Les instances syndicales restent tout aussi silencieuses. Shawn Fain, président du syndicat United Auto Workers, soutenu pendant des années par Sanders et les Socialistes démocrates d'Amérique, n'a fait aucune déclaration concernant la menace de dictature qui pèse sur les centaines de milliers de membres du syndicat.
Le président des Teamsters, Sean O’Brien, qui avait soutenu la nomination de Mullin au poste de secrétaire à la Sécurité intérieure et assisté à l’une de ses auditions de confirmation pour manifester son appui, est resté silencieux.
Ceux qui, en réponse au complot de Trump, incitent les travailleurs à attendre et à voter pour les démocrates en novembre sont des charlatans politiques.
Rien ne garantit que les élections se dérouleront dans des conditions normales. L’administration Trump s’apprête à déterminer quels États disposent de listes électorales « sécurisées », quelles machines à voter peuvent être utilisées, quels électeurs sont éligibles et quels responsables d’État peuvent être poursuivis.
Dans le même temps, des escadrons de la mort masqués et lourdement armés de l'Immigration and Customs Enforcement (ICE) continuent de sillonner les villes américaines en toute impunité. Aucun des agents fédéraux responsables des meurtres de Renée Good, Alex Pretti, Lorenzo Salgado Araujo et Johan Guerrero n'a été inculpé. La plupart des assassins n'ont été identifiés que grâce à des enquêtes journalistiques indépendantes, et non par le biais de révélations gouvernementales.
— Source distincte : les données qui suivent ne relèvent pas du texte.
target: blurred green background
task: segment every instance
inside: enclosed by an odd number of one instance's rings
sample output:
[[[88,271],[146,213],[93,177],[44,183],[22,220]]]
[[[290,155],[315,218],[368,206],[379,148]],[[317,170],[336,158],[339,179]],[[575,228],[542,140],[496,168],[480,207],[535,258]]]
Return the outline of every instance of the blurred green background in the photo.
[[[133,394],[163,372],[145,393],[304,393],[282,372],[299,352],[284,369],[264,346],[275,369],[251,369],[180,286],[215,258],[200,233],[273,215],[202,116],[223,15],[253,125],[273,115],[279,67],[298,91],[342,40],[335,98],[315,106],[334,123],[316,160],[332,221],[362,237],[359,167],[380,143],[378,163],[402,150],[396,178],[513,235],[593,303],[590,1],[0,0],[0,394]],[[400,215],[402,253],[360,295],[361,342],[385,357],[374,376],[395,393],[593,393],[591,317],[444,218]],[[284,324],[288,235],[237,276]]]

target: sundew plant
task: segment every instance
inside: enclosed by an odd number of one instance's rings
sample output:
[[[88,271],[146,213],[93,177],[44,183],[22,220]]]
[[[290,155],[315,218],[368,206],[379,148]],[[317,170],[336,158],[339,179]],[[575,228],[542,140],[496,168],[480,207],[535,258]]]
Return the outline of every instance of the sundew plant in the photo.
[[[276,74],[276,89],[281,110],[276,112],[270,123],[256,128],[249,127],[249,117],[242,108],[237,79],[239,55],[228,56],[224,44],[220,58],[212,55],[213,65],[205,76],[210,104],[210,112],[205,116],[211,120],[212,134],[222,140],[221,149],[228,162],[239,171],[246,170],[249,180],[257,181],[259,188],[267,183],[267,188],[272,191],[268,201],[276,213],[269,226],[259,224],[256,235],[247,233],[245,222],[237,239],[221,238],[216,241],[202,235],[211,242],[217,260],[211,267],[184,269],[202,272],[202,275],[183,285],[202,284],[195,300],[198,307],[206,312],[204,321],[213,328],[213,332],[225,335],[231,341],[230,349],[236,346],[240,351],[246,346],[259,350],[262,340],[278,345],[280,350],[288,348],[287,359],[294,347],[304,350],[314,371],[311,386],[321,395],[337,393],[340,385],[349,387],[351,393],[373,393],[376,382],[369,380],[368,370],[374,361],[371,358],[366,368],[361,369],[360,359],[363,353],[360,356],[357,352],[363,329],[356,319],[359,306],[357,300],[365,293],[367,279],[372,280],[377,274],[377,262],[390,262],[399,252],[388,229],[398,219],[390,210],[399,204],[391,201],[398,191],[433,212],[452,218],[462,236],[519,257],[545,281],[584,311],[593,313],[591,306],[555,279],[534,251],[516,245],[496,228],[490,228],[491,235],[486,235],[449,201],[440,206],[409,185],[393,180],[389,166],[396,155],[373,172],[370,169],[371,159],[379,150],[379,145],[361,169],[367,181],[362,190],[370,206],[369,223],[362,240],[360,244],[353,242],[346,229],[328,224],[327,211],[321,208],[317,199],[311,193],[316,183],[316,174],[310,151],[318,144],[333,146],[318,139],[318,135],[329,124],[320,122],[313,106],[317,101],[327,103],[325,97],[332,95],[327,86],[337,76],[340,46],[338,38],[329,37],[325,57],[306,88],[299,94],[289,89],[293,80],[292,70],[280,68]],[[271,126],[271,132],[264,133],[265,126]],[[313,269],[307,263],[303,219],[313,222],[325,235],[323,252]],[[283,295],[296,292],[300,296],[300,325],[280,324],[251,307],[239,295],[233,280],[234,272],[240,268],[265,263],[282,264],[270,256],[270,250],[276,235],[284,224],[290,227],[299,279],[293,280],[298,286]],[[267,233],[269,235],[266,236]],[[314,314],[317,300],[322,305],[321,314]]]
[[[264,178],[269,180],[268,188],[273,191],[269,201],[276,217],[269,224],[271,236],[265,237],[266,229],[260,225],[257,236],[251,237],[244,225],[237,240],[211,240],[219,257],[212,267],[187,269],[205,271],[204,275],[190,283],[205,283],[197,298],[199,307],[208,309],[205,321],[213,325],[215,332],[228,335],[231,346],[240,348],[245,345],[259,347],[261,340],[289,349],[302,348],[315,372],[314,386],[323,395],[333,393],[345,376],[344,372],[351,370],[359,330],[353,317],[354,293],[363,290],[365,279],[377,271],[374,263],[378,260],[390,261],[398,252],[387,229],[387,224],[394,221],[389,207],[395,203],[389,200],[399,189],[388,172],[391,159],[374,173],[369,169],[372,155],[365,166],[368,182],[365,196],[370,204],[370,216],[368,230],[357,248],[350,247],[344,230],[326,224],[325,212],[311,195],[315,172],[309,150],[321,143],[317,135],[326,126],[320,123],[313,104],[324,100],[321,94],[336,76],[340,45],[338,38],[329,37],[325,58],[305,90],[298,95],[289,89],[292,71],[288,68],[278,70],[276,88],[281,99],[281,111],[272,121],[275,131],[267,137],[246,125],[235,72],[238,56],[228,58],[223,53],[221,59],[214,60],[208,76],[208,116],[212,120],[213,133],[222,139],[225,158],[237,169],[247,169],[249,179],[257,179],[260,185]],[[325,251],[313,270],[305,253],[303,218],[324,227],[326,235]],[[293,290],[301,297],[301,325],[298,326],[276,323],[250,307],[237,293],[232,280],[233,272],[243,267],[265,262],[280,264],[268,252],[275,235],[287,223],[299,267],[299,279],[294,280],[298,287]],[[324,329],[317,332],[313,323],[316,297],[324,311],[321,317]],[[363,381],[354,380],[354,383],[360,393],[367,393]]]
Les démocrates ne protégeront ni les travailleurs, ni les citoyens, ni les résidents de longue date de la Gestapo de l'immigration mise en place par Trump. Rien ne permet de croire qu'ils défendront les droits démocratiques ou s'opposeront à la transformation de la présidence en dictature.
Le Parti démocrate a capitulé lors de l'élection de 2000 après la nomination de George W. Bush par la Cour suprême. Il a ouvert la voie à la première élection de Trump, défendu les institutions responsables de son ascension et refusé de poursuivre Trump et ses principaux complices du coup d'État du 6 janvier.
La passivité des démocrates n'est pas due à la confusion ou à une incapacité à comprendre les intentions de Trump. Ils craignent bien plus un mouvement indépendant de la classe ouvrière que Trump lui-même. Un tel mouvement menacerait non seulement le président fasciste, mais aussi les deux partis de Wall Street et le système capitaliste qu'ils défendent.
La défense des droits démocratiques ne peut être confiée au Parti démocrate, aux tribunaux, ni à la bureaucratie syndicale. Elle exige la mobilisation politique indépendante de la classe ouvrière contre la dictature, la guerre impérialiste et le système capitaliste qui les engendre.